Despite its promises to be the “greenest government ever,” the Coalition has failed to take up the challenge of promoting the green economy as a major source of economic prosperity, despite the fact that the green economy is worth more than £120 billion and has supplied a third of the country’s recent economic growth. Criticisms have been levelled against the government’s failure to offer a long-term strategy while focusing too heavily on voluntary action, as a result of its market-led approach that places no new requirements on business. In addition, there is a sense that the Treasury views the environment as a barrier to economic development.
In its 2013 budget, the Coalition included measures that demonstrate its failure to take the green economy seriously. No support was offered for renewable energy, while the budget instead exempted some energy-intensive firms from the Climate Change Levy, a measure that exists to compel industries to use energy more frugally. The budget could have been used to develop a clear regulatory framework for encouraging the development of the green economy by driving investment and export opportunities for low carbon technologies.
The development of the green economy would provide a range of environmental, energy security and economic benefits for the United Kingdom. According to the Environmental Audit Committee, investment in a green economy could create more jobs overall than via the same investment in the high-carbon economy, while investing in renewable sources of energy would increase Britain’s energy security by reducing the country’s dependence on imported fossil fuels. Britain should follow the example of Norway, which has doubled a carbon tax on its North Sea oil industry and used the proceeds to tackle climate change and fund the country’s transition from an oil economy to one based on renewable energy.
The Coalition should also consider setting up a state bank similar to the one in Germany, which has enabled firms to transform that country into a world leader in low-carbon technologies due to the bank’s support for energy efficiency programmes. This would provide a high level of capital investment for industry to invest in the development of wind turbines, with around 6,500 turbines needed to be installed over the next decade to spur both manufacturing growth and the development of the green economy.

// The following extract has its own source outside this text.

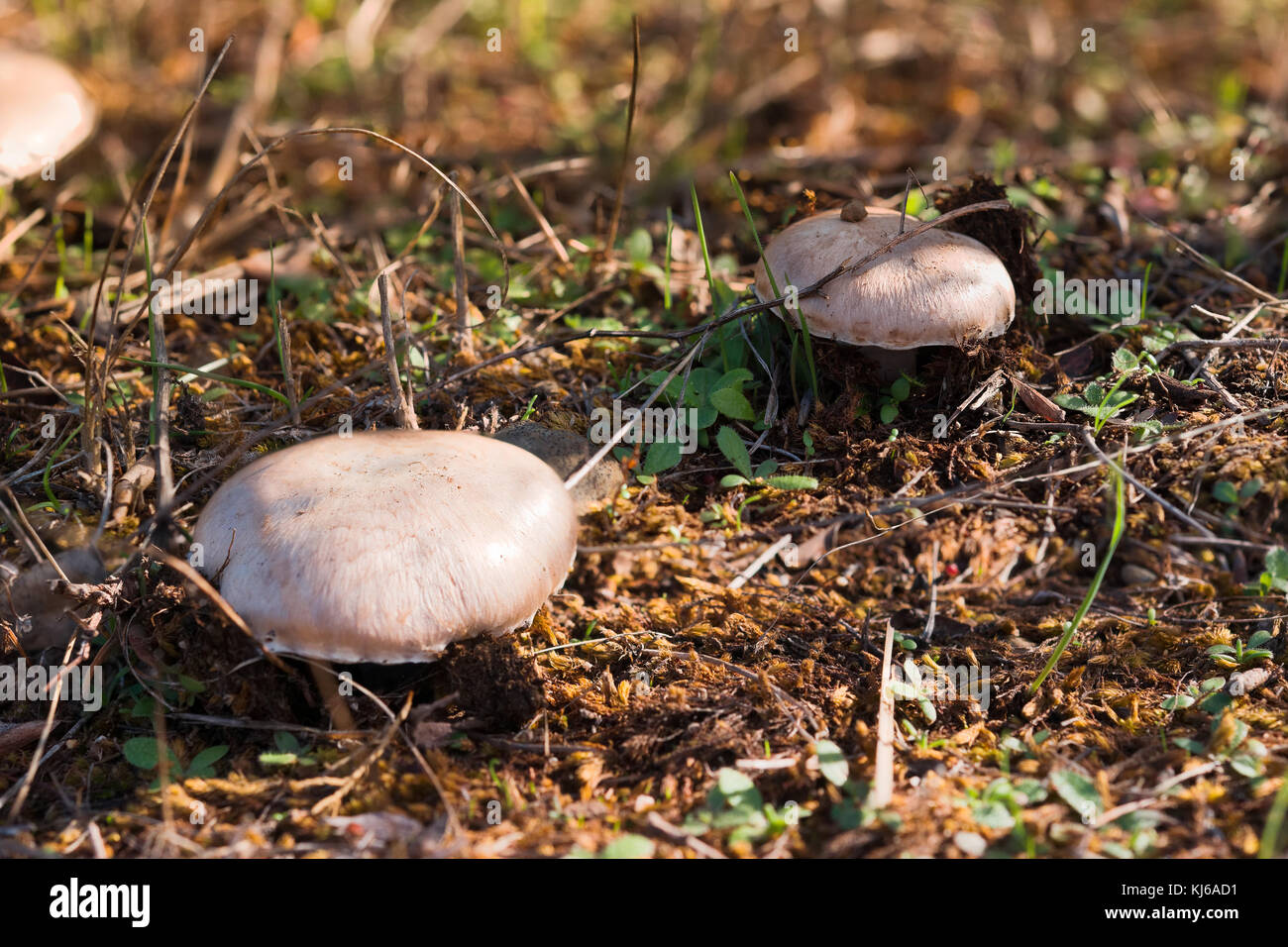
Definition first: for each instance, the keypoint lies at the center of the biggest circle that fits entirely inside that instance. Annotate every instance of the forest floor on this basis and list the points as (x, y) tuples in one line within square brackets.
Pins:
[(1120, 476)]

There therefore exists a strong case for the development of the green economy not only as a promoter of environmental sustainability, but as an engine for long-term industrial growth. It is time for the Coalition Government to abandon its lackadaisical approach to green growth and seize the opportunity to formulate a new strategy based on the creation of a green economic model with the promises of sustainable growth and the delivery of tangible economic benefits for all.